I keep meaning to put a data dump on Github, but here’s our OHCL spreadsheet. You can take a look at some of the cool stuff we did this year, and make a copy if you want to interact with it.
- Match data was collected through a custom digital form (technically a Google Scripts Web App built on a spreadsheet), which you can see here. Pit data was just a Google Form connected to that same spreadsheet. We did this so that we could have a custom form (see especially the second and third page’s cargo and rocket diagrams, which work great with mobile touch) that the scouters could use on their phones. I’d use team tablets if we had them though, not everybody had data available on their phones, which created (fairly minor, all things considered) headaches.
- Everything. We want to collect all the data we can, and then analyze what’s important based on the competition. Anything that happens in a match affects its outcome, so collecting all the data gives us much better insights into matches, and by extension, teams.
(Edit: I should put a clarifier on this: some things that we didn’t find to be terribly important, like fouls, we relegated to a comment box. Additionally, I don’t think we’ve ever done driver skill except exceptional cases in the comment box because we’ve never found a way for it to work for our team. I think the skill is inferred largely through results anyways, and the extent which is visible on the field but isn’t reflected somehow in the data is, in my opinion, largely not worth worrying about.)
(Also edit: We didn’t use where they put playing pieces too much, but we I think that was largely the interface’s fault. If I had incorporated that into the interfaces we used more often, I think it would have been more important.)
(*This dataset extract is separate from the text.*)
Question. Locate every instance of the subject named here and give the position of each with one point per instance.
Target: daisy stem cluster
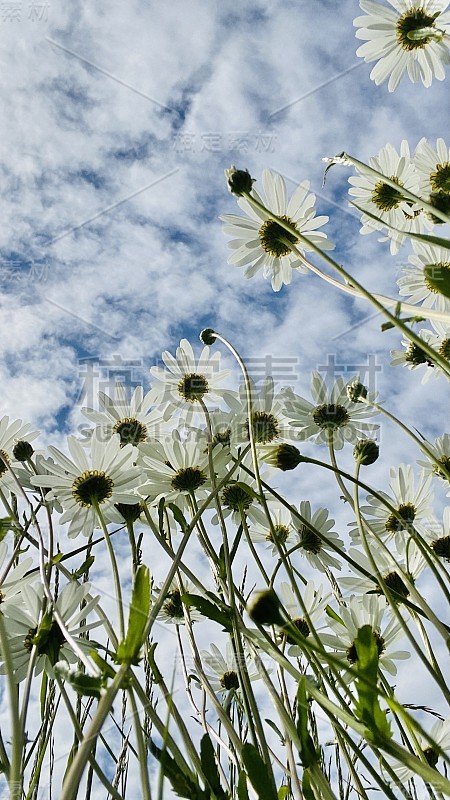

- Slightly. The only changes we had to make were a few lines of text updating the event name and settings. Mostly for fun, I ended up implementing a match prediction engine during our second competition, mostly because at that point things were running smoothly for once and so I had some time to poke around with it, which I had mostly already created during the preseason. We never really used it for anything but to look interesting though. It did provide interest for the scouters sitting in the stands, though, so that’s a benefit I suppose.
- As you might have inferred from my first answer, Google Sheets!
4a. Lots of them! (Mostly good). It was easy to learn (for me, I realize not or everybody) and there’s practically no ceiling. Anything you want to do, there’s a function, add-on (like my TBA Requests), or the ability to make custom functions for. The fact that you start from scratch means that if you want to customize it, you know how to because you set it up in the first place. There’s a time investement, to be sure, but the versatility of it has really convinced me that it’s excellent for scouting. You can do custom UIs, data analysis modeling, really anything, fairly easily.
- This is probably the biggest weakness with our scouting at the moment. We have a meeting the evening before the last day to discuss potential candidates, where qualitative observations from mentors and scouters meet custom and simple numerical ratings to generate a pick list. I think the general concept is pretty decent, but it’s unorganized and I don’t think anybody really leaves the meeting happy and confident with the list.
I’m more than happy to field any questions!